Ces marchés sont notamment régis par le règlement EMIR (2012) et la directive MiFID II (Markets in Financial Instruments Directive) de 2016, dont l’objectif est de renforcer leur stabilité, leur transparence et leur efficacité, afin notamment d’éviter le développement du shadow banking [1]. Ils sont encadrés par l’Autorité européenne des marchés financiers (ESMA), qui a classé les places en fonction de la nature de leurs risques (plus ou moins systémiques), de la profondeur de leurs marchés, de la solidité de leurs contreparties et des coûts de leurs services. Elle a comparé les différentes places mondiales, réalisé des stress-tests, délivré des agréments aux places européennes et conclu des accords de coopération (équivalences) avec 15 chambres non européennes, dont celles de New York et de Chicago.

 

Un des principaux opérateurs généralistes des CCP est le London Stock Exchange Group plc, qui est une société de bourse et d’information financière basée à Londres, détenant des participations dans la Bourse de Londres, Refinitiv, LSEG Technology, FTSE Russell et des participations majoritaires dans LCH et Tradeweb. Son dirigeant constate que les compensations sur le Forex restent dominées par le dollar américain (plus de 50 % en volume), suivies par l’Euro (25 %) et de 23 autres devises. Il observe que la concurrence est de plus en plus vive entre les CCP et que des regroupements sont encore possibles au sein de l’Union européenne. Il se félicite de la réactivité des opérateurs mais regrette les durées excessives des validations de nouveaux produits par les superviseurs.
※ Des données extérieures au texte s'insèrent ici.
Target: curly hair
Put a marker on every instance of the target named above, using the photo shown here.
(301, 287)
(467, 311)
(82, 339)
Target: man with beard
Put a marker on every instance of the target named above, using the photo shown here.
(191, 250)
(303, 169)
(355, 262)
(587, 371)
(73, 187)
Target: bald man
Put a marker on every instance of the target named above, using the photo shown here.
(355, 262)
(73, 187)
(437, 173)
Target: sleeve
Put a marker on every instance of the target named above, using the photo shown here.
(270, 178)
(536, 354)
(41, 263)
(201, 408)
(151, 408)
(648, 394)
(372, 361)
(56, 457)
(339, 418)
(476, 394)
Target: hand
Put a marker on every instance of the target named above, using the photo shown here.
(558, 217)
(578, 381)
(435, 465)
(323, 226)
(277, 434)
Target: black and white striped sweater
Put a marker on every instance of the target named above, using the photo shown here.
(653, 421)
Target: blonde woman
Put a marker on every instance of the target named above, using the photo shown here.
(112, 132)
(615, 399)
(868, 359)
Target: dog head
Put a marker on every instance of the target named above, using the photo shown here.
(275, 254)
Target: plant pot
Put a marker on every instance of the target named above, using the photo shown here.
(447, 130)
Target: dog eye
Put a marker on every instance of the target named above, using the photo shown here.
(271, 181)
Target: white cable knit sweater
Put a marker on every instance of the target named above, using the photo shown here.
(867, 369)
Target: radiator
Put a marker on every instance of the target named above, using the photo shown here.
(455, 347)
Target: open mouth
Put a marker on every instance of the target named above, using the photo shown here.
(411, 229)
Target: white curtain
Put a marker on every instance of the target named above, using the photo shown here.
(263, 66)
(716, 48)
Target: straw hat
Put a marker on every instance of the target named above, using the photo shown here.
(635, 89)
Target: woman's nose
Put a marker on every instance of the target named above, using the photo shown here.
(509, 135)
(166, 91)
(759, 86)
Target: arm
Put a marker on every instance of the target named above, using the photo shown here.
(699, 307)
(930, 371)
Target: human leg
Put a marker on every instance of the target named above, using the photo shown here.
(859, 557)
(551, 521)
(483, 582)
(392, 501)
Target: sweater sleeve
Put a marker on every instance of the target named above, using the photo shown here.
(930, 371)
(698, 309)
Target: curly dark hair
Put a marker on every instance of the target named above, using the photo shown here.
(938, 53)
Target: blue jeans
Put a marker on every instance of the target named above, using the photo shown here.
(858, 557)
Les banques au service des vendeurs et des acheteurs ont dû parallèlement modifier leurs contrats, réviser leurs pratiques et assimiler de nouvelles compétences en s’inspirant notamment des grandes banques de la City.

 

Cet article a été rédigé à partir de la table ronde organisée par l’AEFR le 24 mars 2021 réunissant des experts des chambres de compensation (CCP) européennes.

 

[1] Mellios C., Pluchart J-J. (2014), Le shadow banking, Eds Eyrolles.